Please write to me care of Jeanette Blanc at Le Sanglier. She will be delighted to get my letters, I’m sure. Oh, Stephen, I feel so alive I cannot tell you. I’m still sad and I will be for a long time yet. I miss Felix so much and I miss you, but in England I felt so numb.
With all my love,
Mireille
She wriggled out of her sleeping bag and made a cup of coffee. There were two windows in the hut, but only one was unshuttered, consequently the inside was in half light. Through the tiny window a beam of sunlight shone so brightly it seemed solid, slicing across the stone floor and on to the table. Dust particles danced in it like joyous faeries. Mireille put the cup to her face to feel the warmth and smiled. She felt unwashed and crumpled, but it was a feeling she associated with being young, when her hair had been thick and dark, curling down her back, and soft. Her hair, though grey was still soft, cut straight round her ears. She looked at her jeans and knobbly walking socks. When she was young she used to wear a bright red gathered skirt with a yellow ribbon round the hem and an embroidered shirt, deep midnight blue. An amber necklace which held pieces of insects.

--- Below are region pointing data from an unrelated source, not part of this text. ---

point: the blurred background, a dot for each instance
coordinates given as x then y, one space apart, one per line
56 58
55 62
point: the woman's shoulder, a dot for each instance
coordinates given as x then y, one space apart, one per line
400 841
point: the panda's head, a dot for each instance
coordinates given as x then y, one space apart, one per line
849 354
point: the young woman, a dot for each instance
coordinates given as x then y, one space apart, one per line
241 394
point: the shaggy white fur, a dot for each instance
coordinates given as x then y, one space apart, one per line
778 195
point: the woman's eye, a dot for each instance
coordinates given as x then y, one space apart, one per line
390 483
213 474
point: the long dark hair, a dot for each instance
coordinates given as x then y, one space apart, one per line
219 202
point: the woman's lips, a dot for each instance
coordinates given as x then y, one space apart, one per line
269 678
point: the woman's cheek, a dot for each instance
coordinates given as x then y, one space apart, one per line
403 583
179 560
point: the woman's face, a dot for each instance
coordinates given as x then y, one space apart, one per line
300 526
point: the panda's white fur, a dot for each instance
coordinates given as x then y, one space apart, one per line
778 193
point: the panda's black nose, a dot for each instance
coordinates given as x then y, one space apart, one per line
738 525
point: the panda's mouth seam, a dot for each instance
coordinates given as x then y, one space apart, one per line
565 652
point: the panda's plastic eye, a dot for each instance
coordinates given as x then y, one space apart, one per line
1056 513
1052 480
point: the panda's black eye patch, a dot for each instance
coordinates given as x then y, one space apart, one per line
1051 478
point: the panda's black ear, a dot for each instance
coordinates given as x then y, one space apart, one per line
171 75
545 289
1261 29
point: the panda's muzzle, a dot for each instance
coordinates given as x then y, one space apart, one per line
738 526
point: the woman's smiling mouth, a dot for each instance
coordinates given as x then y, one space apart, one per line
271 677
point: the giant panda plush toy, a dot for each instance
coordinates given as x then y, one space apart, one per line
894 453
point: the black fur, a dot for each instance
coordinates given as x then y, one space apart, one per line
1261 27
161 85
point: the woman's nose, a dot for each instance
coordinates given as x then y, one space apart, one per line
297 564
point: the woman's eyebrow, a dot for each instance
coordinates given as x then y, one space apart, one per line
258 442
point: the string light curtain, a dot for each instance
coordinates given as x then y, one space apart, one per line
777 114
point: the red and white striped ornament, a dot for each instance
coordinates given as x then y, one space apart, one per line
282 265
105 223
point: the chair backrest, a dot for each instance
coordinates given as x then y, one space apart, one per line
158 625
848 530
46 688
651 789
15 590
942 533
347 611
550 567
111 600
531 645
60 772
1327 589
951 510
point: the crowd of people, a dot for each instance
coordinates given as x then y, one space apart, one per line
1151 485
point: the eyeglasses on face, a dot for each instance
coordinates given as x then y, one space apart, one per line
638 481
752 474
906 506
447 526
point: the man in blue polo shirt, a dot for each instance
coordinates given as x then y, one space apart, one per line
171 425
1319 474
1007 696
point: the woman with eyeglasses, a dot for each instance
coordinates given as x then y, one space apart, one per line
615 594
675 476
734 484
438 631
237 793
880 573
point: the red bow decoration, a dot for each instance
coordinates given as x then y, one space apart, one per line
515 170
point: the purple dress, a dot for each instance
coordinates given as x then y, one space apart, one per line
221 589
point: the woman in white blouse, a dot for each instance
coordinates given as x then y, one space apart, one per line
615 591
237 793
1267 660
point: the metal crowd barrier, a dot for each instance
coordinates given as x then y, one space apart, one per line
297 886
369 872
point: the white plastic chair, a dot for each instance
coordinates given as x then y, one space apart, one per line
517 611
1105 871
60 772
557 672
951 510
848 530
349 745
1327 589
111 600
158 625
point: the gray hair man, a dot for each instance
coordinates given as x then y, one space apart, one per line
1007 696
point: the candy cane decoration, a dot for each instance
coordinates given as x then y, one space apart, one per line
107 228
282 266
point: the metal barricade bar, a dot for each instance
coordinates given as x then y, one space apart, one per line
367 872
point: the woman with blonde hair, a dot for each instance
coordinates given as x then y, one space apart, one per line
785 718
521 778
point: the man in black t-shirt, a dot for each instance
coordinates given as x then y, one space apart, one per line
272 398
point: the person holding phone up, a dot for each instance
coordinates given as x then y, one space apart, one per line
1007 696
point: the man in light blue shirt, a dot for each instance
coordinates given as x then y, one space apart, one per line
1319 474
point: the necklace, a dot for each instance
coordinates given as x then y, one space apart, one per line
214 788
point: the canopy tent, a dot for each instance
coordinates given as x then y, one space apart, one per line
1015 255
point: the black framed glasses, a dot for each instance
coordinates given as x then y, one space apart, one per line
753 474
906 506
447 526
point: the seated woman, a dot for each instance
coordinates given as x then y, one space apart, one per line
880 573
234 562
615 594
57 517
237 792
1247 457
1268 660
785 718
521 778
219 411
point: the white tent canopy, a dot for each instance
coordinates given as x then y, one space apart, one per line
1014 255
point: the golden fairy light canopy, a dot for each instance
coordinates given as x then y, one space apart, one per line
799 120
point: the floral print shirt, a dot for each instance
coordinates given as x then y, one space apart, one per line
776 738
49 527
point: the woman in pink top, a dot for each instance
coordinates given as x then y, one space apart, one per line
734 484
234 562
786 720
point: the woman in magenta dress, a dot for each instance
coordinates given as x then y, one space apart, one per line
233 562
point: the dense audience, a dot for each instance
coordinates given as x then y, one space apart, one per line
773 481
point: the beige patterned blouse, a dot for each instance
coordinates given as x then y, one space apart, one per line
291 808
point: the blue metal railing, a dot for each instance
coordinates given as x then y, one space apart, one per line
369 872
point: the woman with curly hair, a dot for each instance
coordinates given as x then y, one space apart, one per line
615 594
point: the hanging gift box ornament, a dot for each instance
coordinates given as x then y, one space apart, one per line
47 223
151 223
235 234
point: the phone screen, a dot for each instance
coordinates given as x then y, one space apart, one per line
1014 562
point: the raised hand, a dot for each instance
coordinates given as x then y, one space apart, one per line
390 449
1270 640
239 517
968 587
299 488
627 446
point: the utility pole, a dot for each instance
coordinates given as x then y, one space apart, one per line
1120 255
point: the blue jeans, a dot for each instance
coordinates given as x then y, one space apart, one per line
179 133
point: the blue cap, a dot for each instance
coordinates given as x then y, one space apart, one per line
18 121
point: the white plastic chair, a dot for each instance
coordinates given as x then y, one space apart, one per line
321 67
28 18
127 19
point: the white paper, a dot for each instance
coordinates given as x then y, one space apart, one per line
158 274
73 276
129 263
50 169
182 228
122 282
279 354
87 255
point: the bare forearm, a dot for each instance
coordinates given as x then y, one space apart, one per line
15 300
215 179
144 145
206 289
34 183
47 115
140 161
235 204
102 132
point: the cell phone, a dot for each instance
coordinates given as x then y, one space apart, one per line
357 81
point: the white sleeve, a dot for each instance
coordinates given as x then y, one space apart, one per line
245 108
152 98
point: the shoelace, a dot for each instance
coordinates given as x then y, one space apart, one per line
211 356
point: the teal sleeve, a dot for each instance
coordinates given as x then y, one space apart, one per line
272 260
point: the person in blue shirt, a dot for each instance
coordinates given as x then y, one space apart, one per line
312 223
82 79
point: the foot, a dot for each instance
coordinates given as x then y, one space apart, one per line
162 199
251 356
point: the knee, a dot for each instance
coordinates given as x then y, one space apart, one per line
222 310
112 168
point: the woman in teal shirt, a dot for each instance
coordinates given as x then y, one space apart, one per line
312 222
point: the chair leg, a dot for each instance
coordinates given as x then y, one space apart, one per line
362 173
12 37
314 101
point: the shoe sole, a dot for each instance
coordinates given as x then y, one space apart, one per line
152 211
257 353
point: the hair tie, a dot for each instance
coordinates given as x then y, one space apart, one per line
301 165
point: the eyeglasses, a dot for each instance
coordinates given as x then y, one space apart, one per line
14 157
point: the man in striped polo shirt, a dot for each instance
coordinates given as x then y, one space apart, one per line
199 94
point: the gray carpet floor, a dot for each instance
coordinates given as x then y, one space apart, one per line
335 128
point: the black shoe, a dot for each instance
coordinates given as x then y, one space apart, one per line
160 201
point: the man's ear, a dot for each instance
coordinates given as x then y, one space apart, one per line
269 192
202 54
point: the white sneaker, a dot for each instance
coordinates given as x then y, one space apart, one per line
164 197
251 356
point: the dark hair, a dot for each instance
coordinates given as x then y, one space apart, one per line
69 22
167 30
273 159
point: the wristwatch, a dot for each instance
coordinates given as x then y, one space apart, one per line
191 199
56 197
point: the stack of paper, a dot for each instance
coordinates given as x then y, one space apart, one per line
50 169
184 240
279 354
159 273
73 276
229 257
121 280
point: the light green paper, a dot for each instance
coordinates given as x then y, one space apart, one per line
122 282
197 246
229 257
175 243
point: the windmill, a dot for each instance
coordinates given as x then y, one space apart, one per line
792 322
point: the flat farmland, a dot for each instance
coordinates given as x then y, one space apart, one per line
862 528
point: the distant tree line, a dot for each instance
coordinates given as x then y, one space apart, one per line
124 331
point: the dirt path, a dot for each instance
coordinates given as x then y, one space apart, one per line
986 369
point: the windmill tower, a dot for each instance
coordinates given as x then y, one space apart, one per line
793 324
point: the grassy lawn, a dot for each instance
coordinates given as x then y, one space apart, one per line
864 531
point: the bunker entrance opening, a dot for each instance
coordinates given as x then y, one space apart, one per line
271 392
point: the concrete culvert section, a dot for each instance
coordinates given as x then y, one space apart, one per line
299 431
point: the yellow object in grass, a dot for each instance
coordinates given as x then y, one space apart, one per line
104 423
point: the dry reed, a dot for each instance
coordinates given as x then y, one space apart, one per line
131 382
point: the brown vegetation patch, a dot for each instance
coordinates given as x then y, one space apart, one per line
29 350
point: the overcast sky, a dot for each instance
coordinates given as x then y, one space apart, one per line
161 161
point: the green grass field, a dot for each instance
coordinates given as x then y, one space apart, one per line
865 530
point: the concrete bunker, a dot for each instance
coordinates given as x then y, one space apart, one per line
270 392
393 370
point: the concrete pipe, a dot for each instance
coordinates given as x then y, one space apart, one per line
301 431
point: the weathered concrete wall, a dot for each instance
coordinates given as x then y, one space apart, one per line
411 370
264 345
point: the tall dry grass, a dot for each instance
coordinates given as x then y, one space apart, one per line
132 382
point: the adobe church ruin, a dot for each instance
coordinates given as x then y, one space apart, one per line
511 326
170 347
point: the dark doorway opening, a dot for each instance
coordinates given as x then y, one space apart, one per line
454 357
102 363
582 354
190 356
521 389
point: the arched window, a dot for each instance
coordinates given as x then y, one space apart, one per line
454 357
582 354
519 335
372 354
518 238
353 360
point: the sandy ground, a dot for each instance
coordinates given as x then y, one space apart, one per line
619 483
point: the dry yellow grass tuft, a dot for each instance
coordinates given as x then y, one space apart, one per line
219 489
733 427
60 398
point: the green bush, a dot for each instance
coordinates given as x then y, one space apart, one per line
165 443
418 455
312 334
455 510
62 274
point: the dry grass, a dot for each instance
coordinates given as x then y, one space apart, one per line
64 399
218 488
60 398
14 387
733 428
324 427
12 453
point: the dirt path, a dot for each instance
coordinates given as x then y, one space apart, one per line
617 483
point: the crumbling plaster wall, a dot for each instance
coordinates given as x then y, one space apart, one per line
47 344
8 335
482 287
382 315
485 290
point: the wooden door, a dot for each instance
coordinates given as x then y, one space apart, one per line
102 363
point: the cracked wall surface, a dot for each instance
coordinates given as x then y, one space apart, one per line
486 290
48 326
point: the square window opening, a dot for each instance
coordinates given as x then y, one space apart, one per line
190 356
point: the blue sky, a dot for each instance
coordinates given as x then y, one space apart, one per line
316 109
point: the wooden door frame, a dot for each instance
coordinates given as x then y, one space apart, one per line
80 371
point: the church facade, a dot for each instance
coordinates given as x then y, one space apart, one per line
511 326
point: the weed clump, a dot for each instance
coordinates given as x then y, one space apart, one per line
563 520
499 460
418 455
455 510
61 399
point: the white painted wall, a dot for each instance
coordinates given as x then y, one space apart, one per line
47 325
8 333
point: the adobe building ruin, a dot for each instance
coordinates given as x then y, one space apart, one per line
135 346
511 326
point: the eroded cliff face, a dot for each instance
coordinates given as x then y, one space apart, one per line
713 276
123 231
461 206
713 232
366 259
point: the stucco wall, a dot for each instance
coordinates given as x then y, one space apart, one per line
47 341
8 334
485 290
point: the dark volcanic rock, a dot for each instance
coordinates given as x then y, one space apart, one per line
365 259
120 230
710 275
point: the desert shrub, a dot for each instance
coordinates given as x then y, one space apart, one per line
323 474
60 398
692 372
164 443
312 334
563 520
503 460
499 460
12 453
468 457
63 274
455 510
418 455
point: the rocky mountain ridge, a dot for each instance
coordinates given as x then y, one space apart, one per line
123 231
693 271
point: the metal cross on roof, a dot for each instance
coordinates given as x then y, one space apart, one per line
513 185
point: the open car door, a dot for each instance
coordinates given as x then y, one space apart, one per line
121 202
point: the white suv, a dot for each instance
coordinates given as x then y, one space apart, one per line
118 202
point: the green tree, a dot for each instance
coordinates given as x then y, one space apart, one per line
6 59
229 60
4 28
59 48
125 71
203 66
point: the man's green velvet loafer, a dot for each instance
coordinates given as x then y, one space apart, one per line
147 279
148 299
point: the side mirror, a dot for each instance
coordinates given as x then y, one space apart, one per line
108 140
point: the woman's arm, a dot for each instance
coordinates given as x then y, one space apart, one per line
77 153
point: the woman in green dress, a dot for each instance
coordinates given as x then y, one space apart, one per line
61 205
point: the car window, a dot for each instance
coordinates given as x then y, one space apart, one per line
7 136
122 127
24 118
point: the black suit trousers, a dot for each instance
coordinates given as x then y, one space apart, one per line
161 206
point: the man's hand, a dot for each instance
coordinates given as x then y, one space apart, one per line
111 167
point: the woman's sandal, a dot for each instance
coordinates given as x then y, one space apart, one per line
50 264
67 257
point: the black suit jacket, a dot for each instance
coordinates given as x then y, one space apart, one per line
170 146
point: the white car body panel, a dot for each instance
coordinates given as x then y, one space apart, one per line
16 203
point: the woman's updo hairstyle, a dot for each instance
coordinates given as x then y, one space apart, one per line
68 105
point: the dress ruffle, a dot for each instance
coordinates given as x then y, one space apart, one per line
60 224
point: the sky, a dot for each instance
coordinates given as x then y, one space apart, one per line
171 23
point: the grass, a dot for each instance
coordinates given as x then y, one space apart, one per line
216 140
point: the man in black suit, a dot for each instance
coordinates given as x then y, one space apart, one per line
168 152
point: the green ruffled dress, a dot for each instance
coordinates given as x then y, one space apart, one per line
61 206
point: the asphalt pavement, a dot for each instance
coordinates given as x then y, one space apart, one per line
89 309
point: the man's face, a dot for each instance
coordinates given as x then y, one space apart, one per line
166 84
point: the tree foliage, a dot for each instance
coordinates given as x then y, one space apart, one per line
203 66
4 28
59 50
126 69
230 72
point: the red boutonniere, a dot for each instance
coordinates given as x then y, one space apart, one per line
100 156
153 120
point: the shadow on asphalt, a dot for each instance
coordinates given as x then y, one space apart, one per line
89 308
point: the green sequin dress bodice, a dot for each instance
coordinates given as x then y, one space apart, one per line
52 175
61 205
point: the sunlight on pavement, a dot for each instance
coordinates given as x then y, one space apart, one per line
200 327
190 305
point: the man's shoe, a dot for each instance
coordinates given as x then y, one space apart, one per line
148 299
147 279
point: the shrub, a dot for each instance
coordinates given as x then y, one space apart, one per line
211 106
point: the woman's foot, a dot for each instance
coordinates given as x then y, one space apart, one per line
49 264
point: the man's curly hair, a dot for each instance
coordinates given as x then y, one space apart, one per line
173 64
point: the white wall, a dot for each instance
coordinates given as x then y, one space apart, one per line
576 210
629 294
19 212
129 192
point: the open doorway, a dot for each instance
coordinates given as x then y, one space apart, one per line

She went outside. In the sunlight the wet pine trees smelled strongly of resin. The clouds raced fast in the sky, white puffy clouds like washed flock blotting and unblotting the sun. Then, there they were, the mountains, like clouds themselves, white and indistinct in the far distance, but only for a moment before the real clouds blew into the valley and obscured them.